Par contre, le pourcentage de ceux qui estiment que Québec est plus sensible dans ce dossier aux intérêts de l'industrie gazière que de la population est passé de 66 % à 74 %. Cette augmentation de la perception négative est le résultat du fait que les personnes sans opinion ont vu leur nombre passer de 21 % à 13 % en un mois, ce qui indique que ce sont les citoyens opposés à ce développement ainsi que les écologistes qui ont marqué le plus de points dans les dernières semaines.
29 commentaires
  • Roch Langlois - Abonné 22 octobre 2010 01 h 01

    Les sondages qu'osse ça donne !

    Mon titre paraphrase une citation d'Yvon Deschamps. Par contre, les opinons d'aujourd'hui, par des populistes, et les médias, arrêtent toute forme de développment. Alain Minc écrivait dans dans son essai, "Epitres à nos nouveaux maitres", la réalite suivante: (sic)..
    Traduction libre. "Supposons que Samuel de Champlain arrive aujourd'hui, dans "son" Québec.

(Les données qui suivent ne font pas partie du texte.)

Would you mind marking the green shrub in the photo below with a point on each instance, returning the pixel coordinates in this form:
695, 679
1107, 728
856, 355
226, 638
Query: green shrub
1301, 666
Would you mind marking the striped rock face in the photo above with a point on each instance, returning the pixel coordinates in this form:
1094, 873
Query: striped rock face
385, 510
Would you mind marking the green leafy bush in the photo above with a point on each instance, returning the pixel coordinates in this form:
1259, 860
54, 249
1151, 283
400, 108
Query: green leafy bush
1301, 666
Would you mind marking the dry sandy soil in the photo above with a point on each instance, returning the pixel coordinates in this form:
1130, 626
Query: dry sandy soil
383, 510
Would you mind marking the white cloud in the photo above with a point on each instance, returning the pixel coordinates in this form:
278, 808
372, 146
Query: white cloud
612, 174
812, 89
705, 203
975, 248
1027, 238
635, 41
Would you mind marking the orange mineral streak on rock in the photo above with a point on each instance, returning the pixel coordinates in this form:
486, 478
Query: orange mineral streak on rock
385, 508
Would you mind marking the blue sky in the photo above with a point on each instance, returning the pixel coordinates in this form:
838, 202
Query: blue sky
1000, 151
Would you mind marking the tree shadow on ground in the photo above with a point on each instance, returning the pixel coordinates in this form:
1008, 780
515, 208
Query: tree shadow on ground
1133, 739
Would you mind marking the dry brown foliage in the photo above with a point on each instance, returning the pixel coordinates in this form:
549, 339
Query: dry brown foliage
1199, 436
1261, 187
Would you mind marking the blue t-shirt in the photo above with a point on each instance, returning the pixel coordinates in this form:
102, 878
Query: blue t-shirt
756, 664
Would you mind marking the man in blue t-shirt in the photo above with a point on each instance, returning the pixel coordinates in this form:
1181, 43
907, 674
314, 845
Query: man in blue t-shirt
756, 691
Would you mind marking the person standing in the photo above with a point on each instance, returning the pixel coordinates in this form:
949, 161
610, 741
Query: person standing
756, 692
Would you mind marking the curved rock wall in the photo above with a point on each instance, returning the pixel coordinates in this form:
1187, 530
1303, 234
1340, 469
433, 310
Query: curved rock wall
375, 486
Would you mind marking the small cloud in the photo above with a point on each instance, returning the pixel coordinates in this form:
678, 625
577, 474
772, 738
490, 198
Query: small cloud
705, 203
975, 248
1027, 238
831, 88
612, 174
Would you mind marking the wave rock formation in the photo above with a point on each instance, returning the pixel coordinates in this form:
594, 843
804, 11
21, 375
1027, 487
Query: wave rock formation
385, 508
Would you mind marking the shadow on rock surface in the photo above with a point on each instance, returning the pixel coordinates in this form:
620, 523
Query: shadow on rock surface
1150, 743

Qu'observerait-il ? La puissance du mouvement féministe, le rayonnement du monde homosexuel, l'assurance des groupes ethniques, la force de renvendications des locales, mais aussi la prégnance hostiles à la mondialisation, un refus diffus de l'économie de marché, un rejet nostalgique du progrès technique, la haine des forts, la jalousie à l'égard des riches. ...Quel pays décrirait-il à ses mandants ? Un Québec dominé par ses MINORITÉS; un discours collectif rythmé pas des REFUS; une société émiettée; des citoyens écartelés; des individus déboussolés; des dirigeants apeurés. C'est de nous QU'IL PARLERAIT.

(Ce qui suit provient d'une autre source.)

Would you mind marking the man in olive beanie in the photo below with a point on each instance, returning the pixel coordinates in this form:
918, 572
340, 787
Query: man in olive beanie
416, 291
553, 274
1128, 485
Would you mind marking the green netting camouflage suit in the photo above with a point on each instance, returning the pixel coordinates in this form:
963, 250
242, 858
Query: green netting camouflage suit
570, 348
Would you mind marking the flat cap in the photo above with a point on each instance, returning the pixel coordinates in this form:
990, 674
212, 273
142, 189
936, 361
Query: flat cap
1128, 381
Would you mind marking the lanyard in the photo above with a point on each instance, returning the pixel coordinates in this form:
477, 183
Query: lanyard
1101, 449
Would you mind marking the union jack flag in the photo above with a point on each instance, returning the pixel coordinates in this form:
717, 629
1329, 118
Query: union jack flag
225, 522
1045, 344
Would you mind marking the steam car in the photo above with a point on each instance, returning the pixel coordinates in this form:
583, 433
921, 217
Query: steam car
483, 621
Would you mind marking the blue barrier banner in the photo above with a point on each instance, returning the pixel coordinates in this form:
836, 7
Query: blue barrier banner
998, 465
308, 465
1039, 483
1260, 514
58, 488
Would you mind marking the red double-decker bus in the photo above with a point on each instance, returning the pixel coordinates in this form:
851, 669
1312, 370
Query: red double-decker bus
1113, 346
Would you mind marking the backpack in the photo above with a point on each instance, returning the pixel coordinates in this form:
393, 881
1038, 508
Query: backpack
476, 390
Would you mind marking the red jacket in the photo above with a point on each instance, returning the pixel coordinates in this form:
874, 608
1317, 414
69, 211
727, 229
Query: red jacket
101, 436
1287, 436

  • letourse - Abonné 22 octobre 2010 06 h 25

    Une bonne nouvelle!!

    Enfin une excellente nouvelle!!

    Mais demeurons vigilants, les "tinamis" continuent de travailler en coulisse...

  • François Ricard l'inconnu - Inscrit 22 octobre 2010 06 h 27

    Un moratoire est nécessaire

    Avant d'aller de l'avant avec un tel projet, il faut tout d'abord répondre à certaines questions.
    Quelles sont les meilleures façons d'exploiter ces gisements?
    Quels seront les effets à long terme?
    Devons-nous les exploiter maintenant alors que le prix du gaz est très bas et qu'une nouvelle source d'approvisionnement fera baisser le prix?
    Devrions-nous développer des sources d'énergie plus propres et moins polluantes? Comme l'éolien.

    Le gisement éolien disponible au Québec représente 100 fois la production totale d’électricité du Québec en 2008. C’est le plus important gisement de toute l’Amérique : sa richesse et sa qualité sont exceptionnelles. Ainsi, même au Québec où le coût de l’électricité est généralement considéré comme l’un des plus bas sur le continent nord-américain, l’électricité éolienne peut être produite à un prix compétitif avec celui des grandes filières énergétiques traditionnelles. Et les principaux sites éoliens sont dans les secteurs de La Grande et de Bersimis-Outardes, loin des centres habités.

  • clovis simard - Inscrit 22 octobre 2010 07 h 20

    Le Chaos

    L'opposition grandit ! Jusqu'à une limite, pour enfin devenir chaotique !

    C.Q.F.D

  • Bernard R - Inscrit 22 octobre 2010 07 h 59

    Pourquoi être surpris!...

    Il n'y a rien de surprenant a cet article, surtout quand madame N. Normandeau et ses acolytes des pétrolières font tout pour essayer de nous "éduquer" nous la population ignare, il faudra peut être que m. Fava et Bastarache s'en mêle, pourquoi pas.... Un peu plus un peu moins ou il y a de la gêne il n'y a aucun plaisir qu'ils disent.
    Depuis Janvier 2010 dans notre village plus on pose de questions plus les réponses changent au fil des nouvelles, e dois avouer que les ministères et madame N. Normandeau font une belle équipe quand il s'agit de ne pas tout dire aux citoyens, à tout le "Monde en parle" si je n'étais pas au courant du dossier je l'aurais presque cru, c'est pas croyable de ne dire que des demi vérités avec autant d'aplomb au public, la seule vérité que j'ai reconnu c'est le "CASH" il faut faire du cash, elle a juste oublié de dire que c'était juste pour les libéraux qui occupent une TRÈS grande place maintenant dans tous les conseils d'administration. Faut le faire quand même. Alors oui je ne suis pas du tout surpris que les gens avec toutes les réponses floues et les demi vérité et absurdités avancées par m. André Caillé lui même. (ha oui! il est pas du tout en dépression)
    Un citoyen choqué d'un tel gouvernement à la dérive et dire que c'est nos impôts qui payent ces gens là.